In any event, sacrifice is necessary in some way to achieve a goal in fitness. You can't eat whatever you feel like "because I'm Italian, I need flavor, I eat for pleasure..." if you want to lower your bodyfat. You can't eat pizza and ice cream with your kids every week if you want to lose a hundred pounds. You can't come to the gym and avoid sweating because it's icky and you have to go to the store after and you can't go being all smelly. You can't lift the pink dumbbells forever because you don't want to be sore because you want to go play bridge at the country club and your butt will hurt in the chair otherwise. Frankly, those excuses are a bunch of crap.

It's always the people who are willing to put in the work and sacrifice who get the best results. The people who have had to struggle at some point in life to get what they want. Nobody is above working hard and making the necessary sacrifices to their comfort zone to get in shape. Fitness doesn't know privilege. Your adipose tissue doesn't know your tax bracket. Your pants don't know that you used to be a star point guard, or that you used to be skinny as a kid, or that "a little wine won't hurt because I'm out and my friends pressured me." Bingo Arms just can't tell that your great uncle once shook hands with Oprah, or that your house is the biggest one on the block, or that at Sunday dinner you had to eat that because otherwise Aunt Ruth would be sad. You simply cannot have your dream body because you feel that you should. It doesn't work that way. This is where you have a choice to make.

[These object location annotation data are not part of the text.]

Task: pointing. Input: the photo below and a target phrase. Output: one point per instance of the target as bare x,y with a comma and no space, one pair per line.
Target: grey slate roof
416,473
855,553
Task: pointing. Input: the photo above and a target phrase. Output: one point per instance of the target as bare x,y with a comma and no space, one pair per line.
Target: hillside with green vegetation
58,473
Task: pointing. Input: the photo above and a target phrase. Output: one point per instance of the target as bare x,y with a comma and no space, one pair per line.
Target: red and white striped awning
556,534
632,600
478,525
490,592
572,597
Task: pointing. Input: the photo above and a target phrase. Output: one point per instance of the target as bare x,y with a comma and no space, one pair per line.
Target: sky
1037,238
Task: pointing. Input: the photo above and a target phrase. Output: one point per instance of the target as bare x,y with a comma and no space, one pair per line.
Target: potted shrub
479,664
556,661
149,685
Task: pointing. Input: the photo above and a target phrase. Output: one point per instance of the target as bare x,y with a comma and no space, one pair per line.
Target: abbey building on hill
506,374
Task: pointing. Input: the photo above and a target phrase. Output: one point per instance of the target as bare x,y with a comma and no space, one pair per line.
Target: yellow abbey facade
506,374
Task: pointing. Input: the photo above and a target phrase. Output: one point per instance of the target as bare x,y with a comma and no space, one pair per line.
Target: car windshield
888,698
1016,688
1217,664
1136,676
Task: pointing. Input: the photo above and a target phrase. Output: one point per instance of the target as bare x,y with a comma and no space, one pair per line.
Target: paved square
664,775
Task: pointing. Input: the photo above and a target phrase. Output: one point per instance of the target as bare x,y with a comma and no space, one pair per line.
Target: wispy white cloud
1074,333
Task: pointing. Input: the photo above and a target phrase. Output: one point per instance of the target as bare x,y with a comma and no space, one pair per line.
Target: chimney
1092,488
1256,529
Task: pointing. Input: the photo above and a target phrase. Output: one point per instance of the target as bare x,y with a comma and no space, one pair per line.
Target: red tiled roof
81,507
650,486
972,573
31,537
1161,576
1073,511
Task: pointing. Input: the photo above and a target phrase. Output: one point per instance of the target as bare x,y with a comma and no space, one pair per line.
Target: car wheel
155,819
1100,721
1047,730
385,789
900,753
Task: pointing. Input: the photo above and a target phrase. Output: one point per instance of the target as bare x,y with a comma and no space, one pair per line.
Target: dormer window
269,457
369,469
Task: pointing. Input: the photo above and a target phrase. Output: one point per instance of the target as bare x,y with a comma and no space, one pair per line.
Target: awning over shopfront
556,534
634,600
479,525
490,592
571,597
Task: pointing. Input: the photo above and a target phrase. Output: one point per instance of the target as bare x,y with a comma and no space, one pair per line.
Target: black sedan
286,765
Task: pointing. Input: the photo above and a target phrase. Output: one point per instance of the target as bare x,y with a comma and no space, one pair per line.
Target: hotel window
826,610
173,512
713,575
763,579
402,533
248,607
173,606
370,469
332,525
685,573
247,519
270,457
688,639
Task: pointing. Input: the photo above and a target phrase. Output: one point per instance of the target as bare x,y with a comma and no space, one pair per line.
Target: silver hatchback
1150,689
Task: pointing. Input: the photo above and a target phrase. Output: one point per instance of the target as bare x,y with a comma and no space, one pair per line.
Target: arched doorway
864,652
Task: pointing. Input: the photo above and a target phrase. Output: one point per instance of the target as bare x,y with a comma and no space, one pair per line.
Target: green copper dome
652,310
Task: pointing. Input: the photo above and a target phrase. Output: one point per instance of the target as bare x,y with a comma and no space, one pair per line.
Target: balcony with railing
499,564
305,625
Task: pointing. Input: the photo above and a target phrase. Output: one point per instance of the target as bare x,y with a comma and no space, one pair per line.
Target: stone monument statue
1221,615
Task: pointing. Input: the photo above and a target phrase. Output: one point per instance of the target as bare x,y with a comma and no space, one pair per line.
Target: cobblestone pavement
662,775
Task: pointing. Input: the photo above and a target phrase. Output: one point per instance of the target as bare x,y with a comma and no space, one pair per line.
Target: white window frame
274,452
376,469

There are basically two paths to take, and the choice is all on your shoulders to decide which one. The easy path is the one where you show up at the gym, put in your requisite 30 minutes of feigned effort, then go have a glass of wine and some cake while you piss and moan that your pants are too snug, then blame your trainer, your husband, the neighbors barking dog, Obama, communists, Dr. Oz, the barometric pressure, and your kids math teacher for all the things preventing you from looking like Scarlett Johanssen in black spandex.

The alternate path is where you commit 100% to getting what you want out of your own body and stop making excuses, and start making sacrifices. In this version, you are all in like a high-stakes game of poker where your car keys are on the table and the guy across the room has a gun aimed at you. In this scenario you go above and beyond everybody's expectations but your own. You are dripping sweat, in pain, out of breath, lying in a heap on the gym floor because you gave everything you had and then some, because failure is not an option. This isn't a hyperbole, I saw it yesterday in person. It inspired me.

On that second path, you eat right day in and day out, no matter what your idiot spouse left in the freezer, even if your kids want pizza, even if you have a long day and taco bell is on the way home. In this version, the workout that left you a sweaty mess on the floor is the easy part because you secretly enjoy the pain, because you know it means you just got stronger. The hard part is the rest of the day. But you don't give in to temptation or laziness or social pressure or the girl scout selling cookies at wal*mart. You don't give in to any of that, because you WILL achieve your goal without doubt or question, because you are COMMITTED. No excuses enter your thought process, and no Oreos enter your face. Because 100 lbs doesn't fall off your butt just because you'd kinda like it to. Because stepping on stage in a tiny bikini is a hell of a lot more important to you than going out and getting drunk just because it's Friday. Because your jeans will just not look better if you do the pants dance and add motor oil to wedge them on. Because ten years from now, your kids will still need you to be strong and healthy. Because setting a PR in your upcoming marathon for charity was a lot more beneficial than kicking back with a beer and some wings to watch the Bills lose on Sunday. Because in the end, you chose the harder path, and it was 110% worth the sacrifice.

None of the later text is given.